The latent representation \(\eta\) of the data point is:

  • Low-dimensional and fixed-length
  • Modelled as a random variable sampled from a parametric prior distribution to allow generating data.
  • Also known as a latent variable, embedding variable, latent feature or random effect.
  • If \(\eta\) is discrete, it is commonly known as a cluster.
  • The latent variable \(\eta\) is per point/subject/image.
  • The prior distribution is shared between all points/subjects/images.

Model structure

Decoder

  • The parametric function \(f(\eta)\) is also known as a probabilistic decoder, generator, data model or error model.
  • The architecture/structure of the decoder \(f\) must match the structure of the data.

Model structure

Parameters

  • The parameters of the decoder \(f\) and the prior distribution of \(\eta\) are shared between all the points/subjects/images.
  • The parameters of \(f\) and the prior distribution of \(\eta\) are known as population-level parameters in the hierarchical statistics literature.
  • A subset of the parameters of \(f\) are also sometimes called fixed effects in the mixed effects literature.
  • In deep learning, all parameters just called weights or weights and biases.

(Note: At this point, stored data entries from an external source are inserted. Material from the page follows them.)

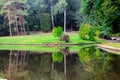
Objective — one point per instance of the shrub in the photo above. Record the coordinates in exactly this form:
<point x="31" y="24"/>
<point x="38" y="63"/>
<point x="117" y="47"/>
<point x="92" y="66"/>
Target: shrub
<point x="86" y="32"/>
<point x="45" y="22"/>
<point x="57" y="32"/>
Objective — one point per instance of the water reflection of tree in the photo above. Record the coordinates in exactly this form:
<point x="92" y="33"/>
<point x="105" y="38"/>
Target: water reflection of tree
<point x="96" y="64"/>
<point x="16" y="66"/>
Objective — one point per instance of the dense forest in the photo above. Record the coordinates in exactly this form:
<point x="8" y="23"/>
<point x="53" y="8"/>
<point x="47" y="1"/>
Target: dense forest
<point x="19" y="17"/>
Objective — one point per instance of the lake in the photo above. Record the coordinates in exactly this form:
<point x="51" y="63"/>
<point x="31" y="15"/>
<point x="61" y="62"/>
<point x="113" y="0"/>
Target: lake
<point x="58" y="63"/>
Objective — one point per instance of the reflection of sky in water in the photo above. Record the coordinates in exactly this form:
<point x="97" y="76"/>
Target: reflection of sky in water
<point x="88" y="63"/>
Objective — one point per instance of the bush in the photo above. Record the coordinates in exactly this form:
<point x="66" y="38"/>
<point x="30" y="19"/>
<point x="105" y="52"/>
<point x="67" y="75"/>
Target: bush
<point x="45" y="22"/>
<point x="57" y="32"/>
<point x="86" y="32"/>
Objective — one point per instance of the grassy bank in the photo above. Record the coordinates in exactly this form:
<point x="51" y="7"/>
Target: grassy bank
<point x="108" y="43"/>
<point x="39" y="39"/>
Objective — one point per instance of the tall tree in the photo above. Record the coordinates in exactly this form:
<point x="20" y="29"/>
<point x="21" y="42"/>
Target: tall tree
<point x="51" y="10"/>
<point x="14" y="12"/>
<point x="60" y="7"/>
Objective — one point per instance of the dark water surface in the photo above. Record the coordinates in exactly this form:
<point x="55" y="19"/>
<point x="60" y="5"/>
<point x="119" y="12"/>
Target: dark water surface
<point x="88" y="63"/>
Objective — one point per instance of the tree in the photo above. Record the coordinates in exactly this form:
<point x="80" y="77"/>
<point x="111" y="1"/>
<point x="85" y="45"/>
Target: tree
<point x="60" y="7"/>
<point x="14" y="12"/>
<point x="100" y="13"/>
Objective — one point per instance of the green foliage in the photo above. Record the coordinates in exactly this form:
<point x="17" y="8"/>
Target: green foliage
<point x="100" y="12"/>
<point x="86" y="32"/>
<point x="57" y="31"/>
<point x="45" y="22"/>
<point x="57" y="57"/>
<point x="60" y="7"/>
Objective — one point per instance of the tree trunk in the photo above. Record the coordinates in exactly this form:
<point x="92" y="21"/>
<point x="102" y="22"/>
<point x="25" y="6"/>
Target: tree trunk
<point x="52" y="17"/>
<point x="16" y="23"/>
<point x="9" y="19"/>
<point x="9" y="68"/>
<point x="23" y="24"/>
<point x="65" y="21"/>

Generative deep learning models

Decoder

The decoder \(f\) returns a distribution whose parameters are described by one or more neural networks. Example:

\[ y \sim f(\eta) = \mathcal{N} ( \text{NN}_{\mu}(\eta), \text{NN}_{\sigma^2}(\eta) ) \]

Latent variables

  • \(\eta\) is a vector of random degrees of freedom that the neural networks can use in any way they see fit to generate plausible data.
  • What each latent variable does to \(f(\eta)\) and \(y\) is emergent behavior and not something engineered into the model.

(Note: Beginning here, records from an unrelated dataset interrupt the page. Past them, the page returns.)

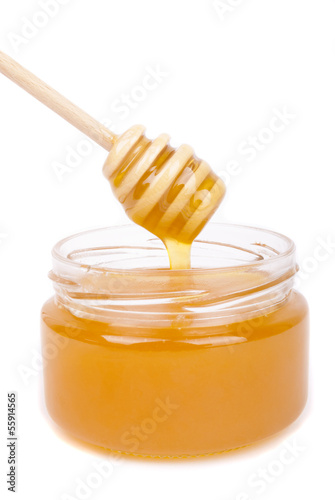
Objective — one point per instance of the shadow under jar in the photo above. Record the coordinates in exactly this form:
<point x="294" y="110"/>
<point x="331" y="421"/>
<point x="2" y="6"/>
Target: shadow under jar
<point x="145" y="360"/>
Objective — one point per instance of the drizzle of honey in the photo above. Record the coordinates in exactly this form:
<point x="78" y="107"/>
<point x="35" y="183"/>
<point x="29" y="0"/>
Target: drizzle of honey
<point x="169" y="192"/>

\[ \eta \sim \mathcal{N}(0, I) \]

Generative pharmacometric models

Decoder

The decoder \(f\) returns a distribution (e.g. a normal distribution) whose parameters (e.g. mean and covariance) are described by either:

  • A mechanistic model, often based on differential equations, aka a scientific model,
  • A fully empirical model, aka a machine learning model, or
  • A semi-mechanistic model, aka a scientific machine learning model.

Generative pharmacometric models

Latent variables

  • \(\eta\) is interpreted as a subject’s deviation from the population’s typical value for a specific individual quantity.
  • For example, the individual clearance is \(\text{CL} = \text{tvcl} \cdot \exp(\eta_{\text{CL}})\).
  • The typical value \(\text{tvcl}\) is a population-level parameter (part of the decoder).
  • The prior distribution’s parameters are also population-level parameters.
  • The prior distribution of \(\eta\) models the between-subject variability not explained by the covariates.

Sampling from the generative model

Sampling from the generative model is a 3-step process:

  1. Sample a random value for the latent representation \(\eta\) from its prior distribution,
  2. Decode \(\eta\) using \(f(\eta)\) to produce a distribution for \(y\), conditional on \(\eta\), and
  3. Sample from the conditional distribution of \(y\).

\[ \begin{aligned} \eta & \sim \mathcal{N} ( 0, 1 ) \\ y & \sim f(\eta) = \mathcal{N} \Bigg( \begin{bmatrix} 1 \\ 1 \end{bmatrix} \cdot \eta + \begin{bmatrix} 2 \\ 2 \end{bmatrix}, \begin{bmatrix} 0.2 & 0 \\ 0 & 0.2 \end{bmatrix} \Bigg) \end{aligned} \]

Fitting the generative model

  • Goal: find the best values for the parameters of \(f\) and the prior distribution of \(\eta\) by some definition of best.
  • One common fitting objective is maximizing the log marginal likelihood (aka evidence):

\[ \sum_{i=1}^N \log \int p(y_i \mid \eta) \cdot p(\eta) \, d\eta \]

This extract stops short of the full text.